In High Energy Physics (HEP), calorimeter outputs play an essential role in understanding low distance processes occurring during particle collisions. Due to the complexity of underlying physics, the traditional Monte-Carlo simulation is computationally expensive, and thus, the HEP community has suggested Generative Adversarial Networks (GAN) for fast simulation. Meanwhile, it has also been proposed that, in certain circumstances, simulation using GANs can itself be sped-up by using quantum GANs (qGANs).
Our work presents two advanced prototypes of qGAN to reproduce calorimeter outputs interpreted as pixelated images. The first model is called the dual-Parameterized Quantum Circuit (PQC) GAN, which consists of two PQCs sharing the role of a single classical generator. The first PQC learns the probability distribution over the images, while the second generates normalized pixel intensities of an individual image for each PQC input. Its application in HEP demonstrates that the model can reproduce a fixed number of images as well as their probability distribution for a reduced problem size and allows us to scale up to real calorimeter outputs.

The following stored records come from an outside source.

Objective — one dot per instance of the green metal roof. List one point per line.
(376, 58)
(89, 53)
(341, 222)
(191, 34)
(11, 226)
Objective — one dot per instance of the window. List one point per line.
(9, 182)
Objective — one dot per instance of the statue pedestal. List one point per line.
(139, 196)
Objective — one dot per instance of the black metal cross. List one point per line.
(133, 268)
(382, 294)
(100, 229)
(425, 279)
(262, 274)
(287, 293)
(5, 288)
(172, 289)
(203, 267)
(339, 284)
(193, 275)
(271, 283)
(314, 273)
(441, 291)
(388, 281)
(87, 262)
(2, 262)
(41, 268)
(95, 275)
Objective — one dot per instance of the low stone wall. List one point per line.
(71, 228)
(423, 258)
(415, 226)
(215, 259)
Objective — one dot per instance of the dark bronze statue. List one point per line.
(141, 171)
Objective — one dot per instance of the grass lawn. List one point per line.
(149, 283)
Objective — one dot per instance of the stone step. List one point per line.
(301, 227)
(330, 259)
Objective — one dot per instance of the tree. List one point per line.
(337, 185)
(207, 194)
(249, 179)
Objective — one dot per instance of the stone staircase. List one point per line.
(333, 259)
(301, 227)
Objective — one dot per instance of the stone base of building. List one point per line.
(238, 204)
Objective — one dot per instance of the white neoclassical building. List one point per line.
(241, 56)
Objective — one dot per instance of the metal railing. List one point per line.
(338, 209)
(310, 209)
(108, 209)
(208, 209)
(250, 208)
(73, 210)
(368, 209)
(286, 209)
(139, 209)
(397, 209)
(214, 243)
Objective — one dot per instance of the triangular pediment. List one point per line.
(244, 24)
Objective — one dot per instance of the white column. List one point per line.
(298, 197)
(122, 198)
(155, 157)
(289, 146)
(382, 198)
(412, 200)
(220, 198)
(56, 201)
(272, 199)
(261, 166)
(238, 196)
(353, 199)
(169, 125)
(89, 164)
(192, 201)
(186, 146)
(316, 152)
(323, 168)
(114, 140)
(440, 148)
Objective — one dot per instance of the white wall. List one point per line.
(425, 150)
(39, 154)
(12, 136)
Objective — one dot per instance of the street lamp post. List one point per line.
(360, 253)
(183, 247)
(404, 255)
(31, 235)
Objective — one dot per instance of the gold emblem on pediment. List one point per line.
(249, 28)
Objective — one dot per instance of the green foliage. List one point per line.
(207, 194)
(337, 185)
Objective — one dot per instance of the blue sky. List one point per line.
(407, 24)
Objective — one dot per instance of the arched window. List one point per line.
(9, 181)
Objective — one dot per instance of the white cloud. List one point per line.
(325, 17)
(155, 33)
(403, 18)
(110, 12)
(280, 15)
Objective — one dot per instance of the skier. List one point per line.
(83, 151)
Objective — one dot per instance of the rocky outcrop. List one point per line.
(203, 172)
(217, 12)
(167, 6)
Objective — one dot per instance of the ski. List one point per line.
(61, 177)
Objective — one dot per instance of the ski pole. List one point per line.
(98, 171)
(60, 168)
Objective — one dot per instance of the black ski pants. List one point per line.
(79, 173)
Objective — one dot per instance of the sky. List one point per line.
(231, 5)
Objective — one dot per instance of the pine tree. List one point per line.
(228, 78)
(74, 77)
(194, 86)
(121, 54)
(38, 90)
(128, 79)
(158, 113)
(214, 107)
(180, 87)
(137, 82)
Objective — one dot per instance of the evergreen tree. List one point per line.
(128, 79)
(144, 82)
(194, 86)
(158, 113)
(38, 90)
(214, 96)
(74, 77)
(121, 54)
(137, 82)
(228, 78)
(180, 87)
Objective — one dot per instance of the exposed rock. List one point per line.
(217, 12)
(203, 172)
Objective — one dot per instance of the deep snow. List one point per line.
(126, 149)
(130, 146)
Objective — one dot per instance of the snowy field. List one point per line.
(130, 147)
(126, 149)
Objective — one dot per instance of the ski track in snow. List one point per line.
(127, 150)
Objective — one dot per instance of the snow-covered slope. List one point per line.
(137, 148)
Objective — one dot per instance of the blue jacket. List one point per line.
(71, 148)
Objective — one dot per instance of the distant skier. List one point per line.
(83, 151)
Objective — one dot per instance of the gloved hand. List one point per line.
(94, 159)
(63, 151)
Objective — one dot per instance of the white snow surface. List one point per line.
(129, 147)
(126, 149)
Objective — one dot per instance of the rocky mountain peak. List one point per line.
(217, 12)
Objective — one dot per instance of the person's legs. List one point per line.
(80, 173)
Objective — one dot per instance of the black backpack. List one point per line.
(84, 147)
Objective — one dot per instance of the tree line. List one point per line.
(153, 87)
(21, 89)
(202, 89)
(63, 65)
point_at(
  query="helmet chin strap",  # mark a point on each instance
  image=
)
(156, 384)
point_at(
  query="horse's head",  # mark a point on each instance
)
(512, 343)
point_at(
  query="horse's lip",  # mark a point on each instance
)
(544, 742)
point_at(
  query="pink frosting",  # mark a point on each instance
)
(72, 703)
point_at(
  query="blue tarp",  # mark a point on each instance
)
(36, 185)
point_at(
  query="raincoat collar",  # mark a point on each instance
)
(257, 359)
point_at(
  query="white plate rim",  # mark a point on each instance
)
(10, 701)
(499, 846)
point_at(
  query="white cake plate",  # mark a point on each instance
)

On the other hand, the second prototype employs a Continuous Variable (CV) approach, which encodes quantum information in a continuous physical observable. The CV architecture has an advantage that it allows constructing a CV neural network (CVNN) similar to the structure of a classical fully connected layer. We built a simple binary classifier with the CVNNs to discriminate real classical data embedded in quantum states from random fake data. Following the successful results obtained in the CV classifier simulation, CV qGAN models are tested to generate calorimeter outputs with a reduced size, and their limitations are discussed.